AN INDEX for investors who want to build "sharia-compliant" Australian equity portfolios has been launched in Australia.
It comes ahead of potential changes to federal tax guidelines that could clear the way for Islamic investment products to enter the local market.
The Thomson Reuters Crescent Wealth Islamic Australia Index, launched yesterday, covers more than 140 stocks with a combined market capitalisation of $160 billion. It joins a list of major global Islamic sharemarket indices, including the family of Dow Jones Islamic Market indices, and the FTSE Global Islamic Index series.
It is designed to help foreign and local investors buy shares on the Australian sharemarket without contradicting Islamic investment principles.
To make the index, ASX-listed companies will be "screened" every three months to ensure they do not earn more than 5 per cent of their total revenue from activities considered "non-compliant".
Non-compliant activities include music production and distribution, adult entertainment, alcohol, cinema and broadcasting, gambling, insurance and financial services, pork and tobacco, weapons and defence.

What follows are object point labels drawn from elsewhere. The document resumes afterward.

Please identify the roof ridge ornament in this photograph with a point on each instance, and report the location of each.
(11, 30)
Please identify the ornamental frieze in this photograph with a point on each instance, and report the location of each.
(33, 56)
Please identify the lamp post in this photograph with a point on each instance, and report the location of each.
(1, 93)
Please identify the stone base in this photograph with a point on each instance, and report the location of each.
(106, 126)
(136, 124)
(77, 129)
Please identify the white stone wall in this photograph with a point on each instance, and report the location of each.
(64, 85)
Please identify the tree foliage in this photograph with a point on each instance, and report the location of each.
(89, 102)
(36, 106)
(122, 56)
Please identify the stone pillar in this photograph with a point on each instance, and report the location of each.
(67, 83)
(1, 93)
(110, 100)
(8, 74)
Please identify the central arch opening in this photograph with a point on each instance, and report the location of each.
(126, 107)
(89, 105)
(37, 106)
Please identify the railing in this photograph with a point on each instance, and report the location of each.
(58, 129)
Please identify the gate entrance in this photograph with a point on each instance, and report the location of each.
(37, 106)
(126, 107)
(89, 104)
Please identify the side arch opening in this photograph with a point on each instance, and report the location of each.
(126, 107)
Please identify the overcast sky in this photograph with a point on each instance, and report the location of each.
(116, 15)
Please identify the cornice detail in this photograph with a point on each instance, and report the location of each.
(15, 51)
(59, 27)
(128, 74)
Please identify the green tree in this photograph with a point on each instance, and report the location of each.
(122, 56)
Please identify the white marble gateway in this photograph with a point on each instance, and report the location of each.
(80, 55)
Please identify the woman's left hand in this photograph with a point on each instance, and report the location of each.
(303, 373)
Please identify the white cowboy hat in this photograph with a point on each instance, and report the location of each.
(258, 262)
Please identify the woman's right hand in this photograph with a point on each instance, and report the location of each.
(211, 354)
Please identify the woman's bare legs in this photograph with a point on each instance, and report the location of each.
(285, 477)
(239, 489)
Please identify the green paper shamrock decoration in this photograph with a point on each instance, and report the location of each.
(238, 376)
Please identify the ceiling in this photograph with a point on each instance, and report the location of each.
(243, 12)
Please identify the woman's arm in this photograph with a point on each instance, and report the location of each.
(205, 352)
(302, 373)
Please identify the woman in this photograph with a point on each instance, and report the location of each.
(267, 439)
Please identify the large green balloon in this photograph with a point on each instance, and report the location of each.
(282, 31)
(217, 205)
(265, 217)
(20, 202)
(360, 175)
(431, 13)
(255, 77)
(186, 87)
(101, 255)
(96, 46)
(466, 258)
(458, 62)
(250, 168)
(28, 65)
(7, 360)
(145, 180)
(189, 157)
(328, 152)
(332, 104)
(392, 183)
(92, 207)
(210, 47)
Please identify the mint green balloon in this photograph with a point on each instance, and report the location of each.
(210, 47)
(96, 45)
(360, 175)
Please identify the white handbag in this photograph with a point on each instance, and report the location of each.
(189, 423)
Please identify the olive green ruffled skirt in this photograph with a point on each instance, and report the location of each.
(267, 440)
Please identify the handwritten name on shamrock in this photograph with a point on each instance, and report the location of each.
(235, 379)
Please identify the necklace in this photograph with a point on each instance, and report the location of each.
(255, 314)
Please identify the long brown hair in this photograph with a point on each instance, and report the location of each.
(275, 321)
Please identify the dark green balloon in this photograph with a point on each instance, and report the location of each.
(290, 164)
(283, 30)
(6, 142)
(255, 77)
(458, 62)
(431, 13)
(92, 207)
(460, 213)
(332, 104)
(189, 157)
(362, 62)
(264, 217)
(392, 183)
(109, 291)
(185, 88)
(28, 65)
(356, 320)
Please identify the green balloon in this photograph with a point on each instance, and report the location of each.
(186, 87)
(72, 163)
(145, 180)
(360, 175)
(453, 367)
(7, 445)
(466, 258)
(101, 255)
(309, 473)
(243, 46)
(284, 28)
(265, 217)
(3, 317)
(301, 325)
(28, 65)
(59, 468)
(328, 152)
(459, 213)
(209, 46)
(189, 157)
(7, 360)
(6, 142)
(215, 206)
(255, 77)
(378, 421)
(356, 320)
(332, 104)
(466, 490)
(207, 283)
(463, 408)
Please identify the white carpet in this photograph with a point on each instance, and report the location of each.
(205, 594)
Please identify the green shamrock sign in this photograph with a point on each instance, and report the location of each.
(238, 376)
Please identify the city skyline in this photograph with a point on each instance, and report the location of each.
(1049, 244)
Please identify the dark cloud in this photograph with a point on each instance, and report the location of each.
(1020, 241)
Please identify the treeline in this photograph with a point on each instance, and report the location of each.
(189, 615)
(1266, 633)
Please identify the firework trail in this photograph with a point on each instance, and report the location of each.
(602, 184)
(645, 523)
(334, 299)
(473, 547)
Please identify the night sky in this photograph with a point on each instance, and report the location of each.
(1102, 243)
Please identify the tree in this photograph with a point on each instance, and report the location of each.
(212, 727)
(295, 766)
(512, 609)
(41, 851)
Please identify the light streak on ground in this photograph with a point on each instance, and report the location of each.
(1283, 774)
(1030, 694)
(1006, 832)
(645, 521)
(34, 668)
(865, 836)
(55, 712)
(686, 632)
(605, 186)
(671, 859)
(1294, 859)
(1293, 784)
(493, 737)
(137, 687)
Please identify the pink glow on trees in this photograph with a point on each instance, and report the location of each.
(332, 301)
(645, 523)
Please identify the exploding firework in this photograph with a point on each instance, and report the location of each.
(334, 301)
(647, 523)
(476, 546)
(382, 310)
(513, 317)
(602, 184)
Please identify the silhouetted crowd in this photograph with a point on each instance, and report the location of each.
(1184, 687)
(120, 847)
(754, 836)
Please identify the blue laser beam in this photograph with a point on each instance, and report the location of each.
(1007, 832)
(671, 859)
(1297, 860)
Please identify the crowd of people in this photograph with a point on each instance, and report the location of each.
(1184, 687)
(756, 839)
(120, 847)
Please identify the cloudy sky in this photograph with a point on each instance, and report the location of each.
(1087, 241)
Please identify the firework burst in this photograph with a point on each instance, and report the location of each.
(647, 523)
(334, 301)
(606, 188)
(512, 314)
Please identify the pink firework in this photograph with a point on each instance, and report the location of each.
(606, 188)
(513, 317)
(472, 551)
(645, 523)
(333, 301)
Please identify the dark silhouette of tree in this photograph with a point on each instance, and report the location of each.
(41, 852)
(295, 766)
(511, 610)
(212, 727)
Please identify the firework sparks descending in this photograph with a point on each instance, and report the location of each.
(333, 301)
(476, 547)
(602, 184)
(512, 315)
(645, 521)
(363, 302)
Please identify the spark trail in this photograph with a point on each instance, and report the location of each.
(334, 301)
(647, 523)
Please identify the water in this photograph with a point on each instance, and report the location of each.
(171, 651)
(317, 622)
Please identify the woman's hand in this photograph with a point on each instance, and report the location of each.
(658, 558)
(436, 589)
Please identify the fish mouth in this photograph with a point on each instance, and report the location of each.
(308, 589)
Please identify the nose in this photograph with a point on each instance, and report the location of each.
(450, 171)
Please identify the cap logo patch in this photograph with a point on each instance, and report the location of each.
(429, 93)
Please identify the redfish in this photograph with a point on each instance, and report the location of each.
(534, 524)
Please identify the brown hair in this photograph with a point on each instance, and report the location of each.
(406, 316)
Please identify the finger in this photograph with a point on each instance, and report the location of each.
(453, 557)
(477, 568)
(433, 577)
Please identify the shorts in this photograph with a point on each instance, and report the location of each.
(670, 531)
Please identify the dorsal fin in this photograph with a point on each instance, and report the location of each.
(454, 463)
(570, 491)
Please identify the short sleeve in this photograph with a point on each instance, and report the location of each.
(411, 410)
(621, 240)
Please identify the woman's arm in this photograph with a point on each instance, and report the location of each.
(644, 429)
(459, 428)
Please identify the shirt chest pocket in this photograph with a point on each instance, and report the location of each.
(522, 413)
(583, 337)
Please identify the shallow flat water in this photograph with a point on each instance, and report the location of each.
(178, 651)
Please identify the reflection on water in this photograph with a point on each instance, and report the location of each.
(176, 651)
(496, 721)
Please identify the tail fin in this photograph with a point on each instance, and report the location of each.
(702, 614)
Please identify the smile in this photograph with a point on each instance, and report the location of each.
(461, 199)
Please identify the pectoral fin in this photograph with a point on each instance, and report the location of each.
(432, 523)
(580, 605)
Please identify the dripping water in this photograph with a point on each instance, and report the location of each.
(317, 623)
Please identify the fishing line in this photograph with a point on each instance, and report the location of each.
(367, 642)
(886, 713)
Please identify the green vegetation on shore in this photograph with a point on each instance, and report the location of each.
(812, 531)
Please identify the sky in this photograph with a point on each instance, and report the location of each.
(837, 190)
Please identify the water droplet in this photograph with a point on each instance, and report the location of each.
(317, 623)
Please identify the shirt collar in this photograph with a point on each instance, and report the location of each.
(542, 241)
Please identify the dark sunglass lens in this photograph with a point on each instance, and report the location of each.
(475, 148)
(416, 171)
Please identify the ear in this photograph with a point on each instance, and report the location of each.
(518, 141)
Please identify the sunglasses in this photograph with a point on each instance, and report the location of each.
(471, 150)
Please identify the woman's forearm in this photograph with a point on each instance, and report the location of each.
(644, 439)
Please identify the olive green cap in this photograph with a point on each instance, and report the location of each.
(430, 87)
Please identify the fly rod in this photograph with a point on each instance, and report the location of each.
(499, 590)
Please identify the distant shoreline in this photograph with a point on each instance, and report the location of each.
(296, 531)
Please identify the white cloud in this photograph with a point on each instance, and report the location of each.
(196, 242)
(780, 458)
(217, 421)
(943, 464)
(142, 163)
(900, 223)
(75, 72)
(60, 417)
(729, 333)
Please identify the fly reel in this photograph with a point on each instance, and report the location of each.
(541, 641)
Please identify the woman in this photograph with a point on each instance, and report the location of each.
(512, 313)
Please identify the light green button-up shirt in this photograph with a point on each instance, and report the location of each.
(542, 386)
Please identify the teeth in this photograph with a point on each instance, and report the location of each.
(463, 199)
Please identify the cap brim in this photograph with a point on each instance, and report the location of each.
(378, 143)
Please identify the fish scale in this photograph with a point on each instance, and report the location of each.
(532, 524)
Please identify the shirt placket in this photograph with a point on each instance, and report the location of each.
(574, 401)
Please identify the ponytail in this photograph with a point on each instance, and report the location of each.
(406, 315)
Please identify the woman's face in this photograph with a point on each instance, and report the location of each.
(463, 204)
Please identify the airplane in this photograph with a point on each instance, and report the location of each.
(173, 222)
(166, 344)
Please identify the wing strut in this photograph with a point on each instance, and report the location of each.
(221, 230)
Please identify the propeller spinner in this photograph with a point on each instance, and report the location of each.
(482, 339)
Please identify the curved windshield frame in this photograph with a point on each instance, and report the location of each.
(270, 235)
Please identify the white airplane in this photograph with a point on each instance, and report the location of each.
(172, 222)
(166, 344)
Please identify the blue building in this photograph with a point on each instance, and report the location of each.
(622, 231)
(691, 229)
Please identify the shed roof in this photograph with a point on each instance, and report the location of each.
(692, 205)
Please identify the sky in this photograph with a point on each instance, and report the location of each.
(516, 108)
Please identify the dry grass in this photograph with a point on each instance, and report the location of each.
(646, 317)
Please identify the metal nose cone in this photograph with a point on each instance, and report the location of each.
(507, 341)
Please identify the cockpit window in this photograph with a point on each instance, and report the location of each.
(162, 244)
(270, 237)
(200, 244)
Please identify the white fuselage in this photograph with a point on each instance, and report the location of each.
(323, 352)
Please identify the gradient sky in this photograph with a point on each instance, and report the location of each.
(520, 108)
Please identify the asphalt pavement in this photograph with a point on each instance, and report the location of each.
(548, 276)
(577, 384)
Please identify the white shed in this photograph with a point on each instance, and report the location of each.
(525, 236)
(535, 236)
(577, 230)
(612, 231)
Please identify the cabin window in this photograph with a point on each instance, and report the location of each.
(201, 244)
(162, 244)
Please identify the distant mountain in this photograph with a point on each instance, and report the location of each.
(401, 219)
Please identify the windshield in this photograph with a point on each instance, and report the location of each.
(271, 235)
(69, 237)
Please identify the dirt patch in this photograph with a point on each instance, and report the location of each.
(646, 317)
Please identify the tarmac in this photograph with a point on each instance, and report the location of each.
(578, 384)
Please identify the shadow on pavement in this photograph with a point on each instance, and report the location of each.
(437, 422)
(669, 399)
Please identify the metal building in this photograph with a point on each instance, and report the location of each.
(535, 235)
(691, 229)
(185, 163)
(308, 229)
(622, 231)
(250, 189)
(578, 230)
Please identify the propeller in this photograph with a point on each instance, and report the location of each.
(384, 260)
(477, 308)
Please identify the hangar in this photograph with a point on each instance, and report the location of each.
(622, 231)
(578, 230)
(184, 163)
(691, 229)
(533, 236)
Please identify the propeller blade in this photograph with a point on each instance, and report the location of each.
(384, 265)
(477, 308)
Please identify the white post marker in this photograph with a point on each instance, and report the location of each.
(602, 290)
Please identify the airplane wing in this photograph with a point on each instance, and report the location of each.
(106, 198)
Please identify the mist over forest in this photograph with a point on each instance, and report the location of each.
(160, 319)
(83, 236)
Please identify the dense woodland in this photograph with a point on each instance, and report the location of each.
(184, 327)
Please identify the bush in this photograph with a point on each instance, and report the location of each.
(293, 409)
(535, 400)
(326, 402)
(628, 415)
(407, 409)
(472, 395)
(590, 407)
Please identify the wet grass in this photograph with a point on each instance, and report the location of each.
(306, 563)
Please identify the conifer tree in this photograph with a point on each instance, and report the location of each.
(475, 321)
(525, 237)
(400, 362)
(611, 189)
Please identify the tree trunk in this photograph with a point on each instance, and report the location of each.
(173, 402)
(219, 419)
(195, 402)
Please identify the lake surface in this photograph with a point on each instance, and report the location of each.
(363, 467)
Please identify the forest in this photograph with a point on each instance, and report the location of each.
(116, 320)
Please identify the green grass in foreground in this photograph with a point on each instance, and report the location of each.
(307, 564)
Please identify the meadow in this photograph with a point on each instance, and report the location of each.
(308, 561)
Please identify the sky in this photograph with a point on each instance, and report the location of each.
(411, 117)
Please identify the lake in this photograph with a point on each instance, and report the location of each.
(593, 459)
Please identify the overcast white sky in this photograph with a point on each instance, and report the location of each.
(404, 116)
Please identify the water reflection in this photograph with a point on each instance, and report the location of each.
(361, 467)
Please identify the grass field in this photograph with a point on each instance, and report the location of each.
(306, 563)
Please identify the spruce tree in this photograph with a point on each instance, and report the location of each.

The index favours resource and energy stocks, but the pharmaceutical firm CSL claims the biggest share, with a 10.1 per cent holding.
Woodside Petroleum (9.5 per cent), Origin Energy (8.7 per cent), BHP Billiton (5.1 per cent), and Rio Tinto (4.9 per cent) follow.
The managing director of Crescent Wealth, Talal Yassine, said Australian companies could attract billions of dollars from global Islamic investment funds.
According to Standard & Poor's, Islamic banking assets are worth more than $US1 trillion globally.